Кошмарный лабиринт страстей в ХХ веке стал символом экзистенциального кризиса, утраты смысла жизни. Но он одновременно напомнил о социальных кризисах, приведших к Первой мировой войне.
В XIX веке де Сада воспринимали скорее как литературный курьез, почти анекдот. В ХХ веке о нем стали говорить как о первом писателе, открывшем бездны насилия.
Х. Биберштейн. Воображаемый портрет маркиза де Сада. Ок. 1860
Прежде разговора о де Саде следует сказать об интеллектуальном движении, возникшем в XVI веке под названием либертинизм, или либертинаж. Это слово можно переводить как «вольнодумство», «вольность нравов» или «распущенность». Изначально слово «либертен» означало в Риме вольноотпущенника, бывшего раба, который, скопив средства, начинал жить в свое удовольствие, позволяя себе распутничать и хулиганить. Ведь всё равно представители старой аристократии бывших рабов презирали. Значит, либертену не надо было изображать приличного человека, а перед рабами раб, даже бывший, тем более не отчитывается. Можно вести себя как угодно, репутацию дальше ронять некуда.

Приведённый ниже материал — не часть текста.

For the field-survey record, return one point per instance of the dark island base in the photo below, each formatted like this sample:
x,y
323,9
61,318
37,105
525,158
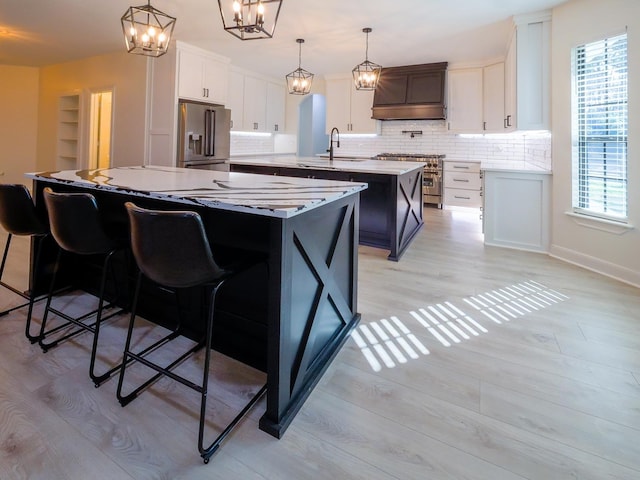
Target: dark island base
x,y
288,316
390,208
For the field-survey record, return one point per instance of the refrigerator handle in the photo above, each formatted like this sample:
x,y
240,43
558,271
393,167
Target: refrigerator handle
x,y
209,131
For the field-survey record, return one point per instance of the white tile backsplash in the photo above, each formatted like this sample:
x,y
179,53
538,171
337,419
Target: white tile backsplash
x,y
523,150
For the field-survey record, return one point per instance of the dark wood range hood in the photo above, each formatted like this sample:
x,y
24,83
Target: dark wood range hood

Но среди европейских дворян слово «либертен» приобрело другой смысл. Если говорить просто, это сообщничество начальников и подчиненных в вольных делах, начиная с банального разврата. Раньше сеньоры не любили, когда их вассалы бросали тень на их репутацию, и наоборот – всё же рыцарское служение должно быть безупречным. Если старая аристократия и позволяла себе грубость или жестокость, то только такую, которая не запятнает общую честь. Расправы над частью аристократии по действительным или ложным обвинениям в ереси и распутстве составляют целые главы средневековой истории: не до либертенства тогда людям было – лишь бы никаких подозрений не возникло.